Too Close to God: Selected Mountain Tales

By Jeff Long
Author: Mark Rodell. Climb Year: 2015. Publication Year: 2016.

Too Close to God: Selected Mountain Tales. Jeff Long. Imaginary Mountain Surveyors (Canada), 2015. 290 pages. Paperback, $19.95.

For four decades Jeff Long has been on lead, moving climbing fiction from stock genres to serious and deep explorations into the human condition. This collection is a lens through which readers can view the growing maturity of climbing literature; the stories and excerpts arc from Long’s seminal “The Soloist’s Diary” (1974) to an excerpt, “When God Throws Angels Down,” from his novel The Wall (2006).

Beyond the scope of history that this collection encompasses is the impressive diversity of the stories. “The Virgins of Imst” is a realist’s vision of the closed world of a remote valley in the Alps and of the intrusion of outsiders, while the excerpt from Long’s novel The Descent hearkens to the madness found in Heart of Darkness. My favorite here is “In Gentle Combat with the Cold Wind,” an honest recount of a climber picking up an old man hitchhiking on a wintry Halloween night. I love how this story hints at hauntings within the soul of alpine climbing.

These stories are firmly forged by Long’s hands—hands that know cracks and cold. Descriptions of moves in high, remote places resonate exceptionally true. In this collection death also figures large. Without question death factors in climbing, in adventure, in life. It must. However, I must add a suggestion: Don’t plow through Long’s work in a mad dash. Jam these stories together and you will muddy their singular luminosities and finish feeling dark, missing the light the stories shine. The final excerpt, taken from Angels of Light, is particularly satisfying in the hope of its final lines.

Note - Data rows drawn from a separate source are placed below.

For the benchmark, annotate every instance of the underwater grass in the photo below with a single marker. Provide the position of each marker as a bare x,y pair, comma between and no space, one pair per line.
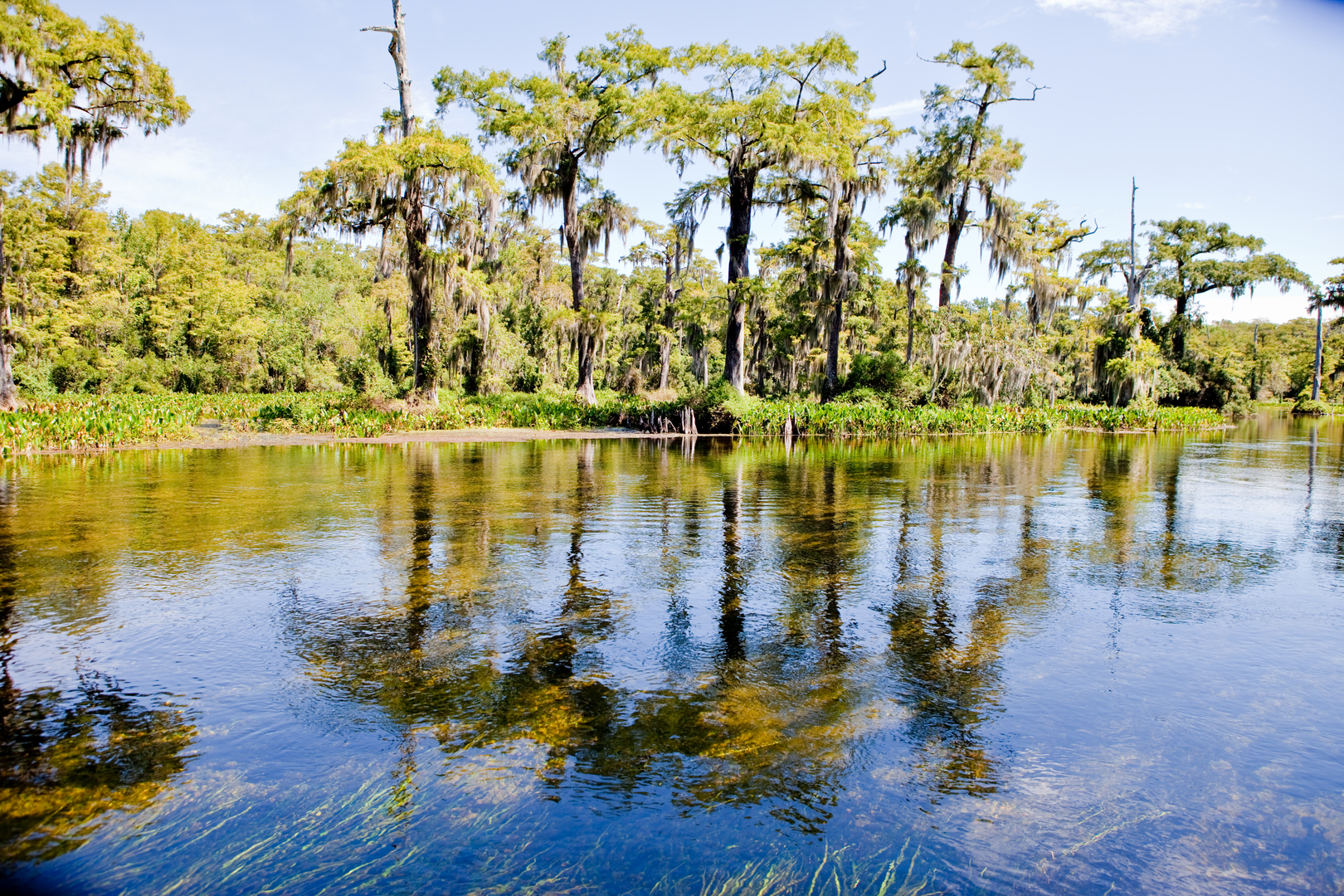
93,422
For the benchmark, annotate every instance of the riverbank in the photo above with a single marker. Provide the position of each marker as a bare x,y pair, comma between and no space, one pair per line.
101,422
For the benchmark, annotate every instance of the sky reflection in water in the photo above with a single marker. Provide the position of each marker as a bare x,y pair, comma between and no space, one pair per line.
1051,664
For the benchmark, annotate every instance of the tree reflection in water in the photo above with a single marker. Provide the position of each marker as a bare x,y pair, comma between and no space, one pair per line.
71,757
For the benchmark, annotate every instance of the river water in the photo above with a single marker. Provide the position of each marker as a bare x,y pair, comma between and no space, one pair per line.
1060,664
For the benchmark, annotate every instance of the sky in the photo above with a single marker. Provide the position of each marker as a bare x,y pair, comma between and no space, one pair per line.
1220,109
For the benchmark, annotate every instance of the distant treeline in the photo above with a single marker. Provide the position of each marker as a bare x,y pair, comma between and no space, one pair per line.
459,286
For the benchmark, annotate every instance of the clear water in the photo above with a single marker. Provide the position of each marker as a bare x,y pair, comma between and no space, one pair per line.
1066,664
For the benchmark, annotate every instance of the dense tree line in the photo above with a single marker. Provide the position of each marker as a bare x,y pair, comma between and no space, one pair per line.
459,282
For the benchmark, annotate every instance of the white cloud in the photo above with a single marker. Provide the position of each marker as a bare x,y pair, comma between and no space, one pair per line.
898,109
1140,17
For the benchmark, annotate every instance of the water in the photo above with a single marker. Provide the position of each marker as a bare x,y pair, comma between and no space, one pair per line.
1066,664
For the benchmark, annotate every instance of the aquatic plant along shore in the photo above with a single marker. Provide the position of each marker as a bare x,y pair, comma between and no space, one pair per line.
80,422
981,665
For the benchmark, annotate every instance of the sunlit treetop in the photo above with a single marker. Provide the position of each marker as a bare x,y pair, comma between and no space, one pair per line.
84,86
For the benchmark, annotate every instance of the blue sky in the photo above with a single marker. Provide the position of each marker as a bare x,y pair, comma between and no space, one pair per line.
1222,110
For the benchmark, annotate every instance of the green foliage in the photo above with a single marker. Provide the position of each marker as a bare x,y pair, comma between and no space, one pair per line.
84,86
884,377
1312,407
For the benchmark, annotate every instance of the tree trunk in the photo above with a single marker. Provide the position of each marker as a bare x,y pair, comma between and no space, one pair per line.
290,258
1179,328
665,342
910,299
741,190
838,284
1316,373
417,275
957,219
587,342
403,80
8,392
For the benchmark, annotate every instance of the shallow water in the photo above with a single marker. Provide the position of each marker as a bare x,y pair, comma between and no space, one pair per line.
1066,664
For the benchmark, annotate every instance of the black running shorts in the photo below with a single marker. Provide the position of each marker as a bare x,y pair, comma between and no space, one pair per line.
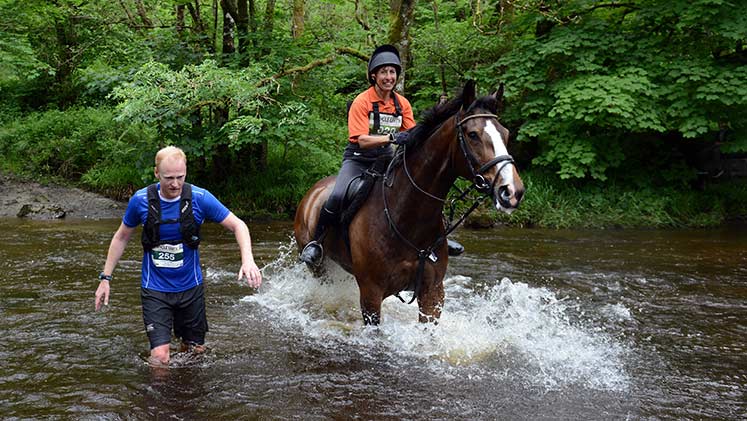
183,311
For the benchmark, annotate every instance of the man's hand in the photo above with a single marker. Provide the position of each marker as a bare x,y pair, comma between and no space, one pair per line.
102,295
252,274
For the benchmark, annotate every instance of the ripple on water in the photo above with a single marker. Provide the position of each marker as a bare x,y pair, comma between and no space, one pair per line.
507,331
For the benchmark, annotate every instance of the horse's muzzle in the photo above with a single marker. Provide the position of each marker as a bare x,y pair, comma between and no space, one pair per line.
508,198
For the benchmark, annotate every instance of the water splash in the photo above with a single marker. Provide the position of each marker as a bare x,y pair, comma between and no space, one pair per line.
500,329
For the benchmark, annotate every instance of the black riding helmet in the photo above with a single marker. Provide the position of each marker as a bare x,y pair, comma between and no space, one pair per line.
385,55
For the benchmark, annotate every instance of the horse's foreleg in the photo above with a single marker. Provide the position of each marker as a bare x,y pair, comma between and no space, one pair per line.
371,299
430,302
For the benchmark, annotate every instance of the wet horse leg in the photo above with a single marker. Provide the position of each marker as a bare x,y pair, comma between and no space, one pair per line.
371,298
430,302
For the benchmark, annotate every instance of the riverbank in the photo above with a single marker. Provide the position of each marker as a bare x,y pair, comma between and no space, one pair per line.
34,200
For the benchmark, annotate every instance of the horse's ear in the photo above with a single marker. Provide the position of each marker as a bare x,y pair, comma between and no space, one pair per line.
498,95
468,94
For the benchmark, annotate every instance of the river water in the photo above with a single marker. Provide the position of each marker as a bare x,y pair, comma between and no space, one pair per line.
537,324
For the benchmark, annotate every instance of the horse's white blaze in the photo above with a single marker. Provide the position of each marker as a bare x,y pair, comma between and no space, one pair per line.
507,173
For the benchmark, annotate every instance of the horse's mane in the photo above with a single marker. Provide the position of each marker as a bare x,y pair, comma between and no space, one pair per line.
433,118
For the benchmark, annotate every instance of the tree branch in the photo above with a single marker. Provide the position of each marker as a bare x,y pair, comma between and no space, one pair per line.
314,64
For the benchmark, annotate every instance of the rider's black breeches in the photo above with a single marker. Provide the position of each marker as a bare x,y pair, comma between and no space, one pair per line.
350,169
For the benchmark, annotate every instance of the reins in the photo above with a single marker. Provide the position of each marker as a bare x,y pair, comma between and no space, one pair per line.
479,184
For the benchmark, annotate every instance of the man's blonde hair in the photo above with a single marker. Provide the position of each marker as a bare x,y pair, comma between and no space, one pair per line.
169,152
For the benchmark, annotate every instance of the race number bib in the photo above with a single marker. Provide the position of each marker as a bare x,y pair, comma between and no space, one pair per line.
168,255
387,123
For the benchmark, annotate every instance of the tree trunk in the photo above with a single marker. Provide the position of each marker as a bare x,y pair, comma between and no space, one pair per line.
401,14
143,14
180,20
242,29
297,27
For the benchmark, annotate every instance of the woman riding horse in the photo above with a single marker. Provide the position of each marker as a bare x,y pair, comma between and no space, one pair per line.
396,240
377,118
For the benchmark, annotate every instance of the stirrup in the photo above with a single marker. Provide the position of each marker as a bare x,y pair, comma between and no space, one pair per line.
455,249
312,254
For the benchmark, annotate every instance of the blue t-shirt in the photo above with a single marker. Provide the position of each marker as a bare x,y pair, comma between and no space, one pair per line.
173,268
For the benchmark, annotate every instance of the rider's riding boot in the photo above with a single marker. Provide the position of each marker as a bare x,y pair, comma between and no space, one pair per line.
455,249
313,253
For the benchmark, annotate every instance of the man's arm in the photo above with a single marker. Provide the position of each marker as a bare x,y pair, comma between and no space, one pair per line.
248,267
116,248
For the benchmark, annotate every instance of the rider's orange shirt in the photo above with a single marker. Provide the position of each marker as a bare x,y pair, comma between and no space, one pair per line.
363,104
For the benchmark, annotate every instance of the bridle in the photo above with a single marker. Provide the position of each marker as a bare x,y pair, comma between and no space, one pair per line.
478,181
479,184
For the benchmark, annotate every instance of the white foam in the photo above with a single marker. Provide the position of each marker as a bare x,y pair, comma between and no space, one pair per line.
505,329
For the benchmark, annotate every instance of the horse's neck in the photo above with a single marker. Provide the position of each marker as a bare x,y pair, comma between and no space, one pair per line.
432,170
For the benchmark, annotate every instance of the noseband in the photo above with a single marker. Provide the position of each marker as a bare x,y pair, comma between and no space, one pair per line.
479,182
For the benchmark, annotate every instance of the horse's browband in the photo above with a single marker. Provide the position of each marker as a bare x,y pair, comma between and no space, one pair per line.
469,117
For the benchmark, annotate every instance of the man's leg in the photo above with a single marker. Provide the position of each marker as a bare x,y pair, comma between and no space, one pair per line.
158,319
190,320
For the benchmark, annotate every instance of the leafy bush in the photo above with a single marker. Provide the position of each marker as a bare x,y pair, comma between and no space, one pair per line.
81,145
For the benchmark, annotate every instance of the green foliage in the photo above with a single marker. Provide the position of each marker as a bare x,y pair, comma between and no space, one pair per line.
600,76
554,204
76,144
606,96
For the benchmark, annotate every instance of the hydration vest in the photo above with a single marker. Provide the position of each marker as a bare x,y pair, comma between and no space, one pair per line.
354,151
189,230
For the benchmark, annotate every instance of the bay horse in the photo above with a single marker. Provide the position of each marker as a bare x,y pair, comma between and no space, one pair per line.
397,238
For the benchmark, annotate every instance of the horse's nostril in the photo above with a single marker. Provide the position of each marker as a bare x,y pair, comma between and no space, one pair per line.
504,193
504,196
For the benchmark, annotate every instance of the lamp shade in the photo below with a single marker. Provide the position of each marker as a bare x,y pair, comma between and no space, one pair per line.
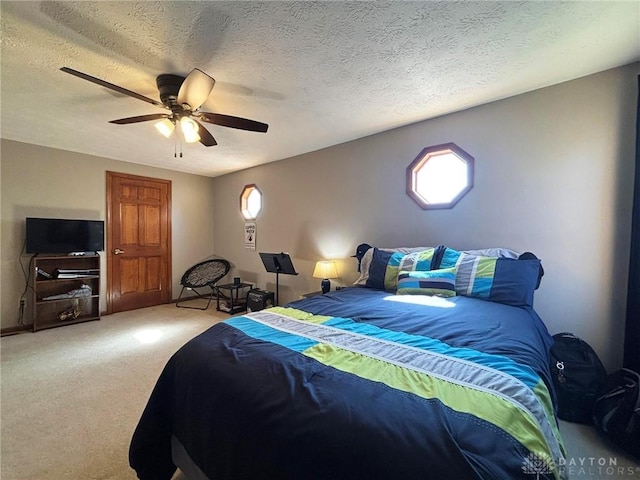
325,269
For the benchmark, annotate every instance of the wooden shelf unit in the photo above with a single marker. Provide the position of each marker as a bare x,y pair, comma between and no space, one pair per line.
47,311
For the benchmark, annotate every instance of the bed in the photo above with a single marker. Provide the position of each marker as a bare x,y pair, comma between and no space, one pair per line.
430,378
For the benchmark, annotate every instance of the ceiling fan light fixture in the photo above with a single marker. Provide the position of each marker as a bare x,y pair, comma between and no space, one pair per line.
165,127
189,129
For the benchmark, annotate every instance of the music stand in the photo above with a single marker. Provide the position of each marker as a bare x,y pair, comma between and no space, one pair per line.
278,263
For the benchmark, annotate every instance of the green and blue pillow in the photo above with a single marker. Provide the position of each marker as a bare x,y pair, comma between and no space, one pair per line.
432,282
386,265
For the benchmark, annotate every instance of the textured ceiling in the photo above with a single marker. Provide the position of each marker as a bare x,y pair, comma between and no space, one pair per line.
319,73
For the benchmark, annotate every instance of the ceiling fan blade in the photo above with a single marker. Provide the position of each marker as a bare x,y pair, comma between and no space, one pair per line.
233,122
111,86
195,89
141,118
205,137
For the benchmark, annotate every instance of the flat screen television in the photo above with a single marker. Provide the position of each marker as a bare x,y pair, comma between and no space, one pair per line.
63,236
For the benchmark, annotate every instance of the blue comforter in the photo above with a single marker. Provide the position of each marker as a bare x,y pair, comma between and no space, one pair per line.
359,383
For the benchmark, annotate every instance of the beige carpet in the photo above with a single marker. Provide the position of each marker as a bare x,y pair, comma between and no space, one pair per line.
71,397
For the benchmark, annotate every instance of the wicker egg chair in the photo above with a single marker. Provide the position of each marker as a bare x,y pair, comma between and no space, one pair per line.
203,275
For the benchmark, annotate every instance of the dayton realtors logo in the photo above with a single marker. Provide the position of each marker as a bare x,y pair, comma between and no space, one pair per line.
579,467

Jeff Long writes in his introduction that he hopes his stories will serve as ink for future writers of mountain fiction. This echoes of Walt Whitman in “Poets to Come”: “But you, a new brood, native, athletic...greater than before known, Arouse! Arouse, for you must justify me, you must answer.” As Whitman shaped modern American poetry, so does Long shape modern climbing fiction. He calls to be read. And he calls for new young writers to explore, to go to the regions his stories and novels have mapped.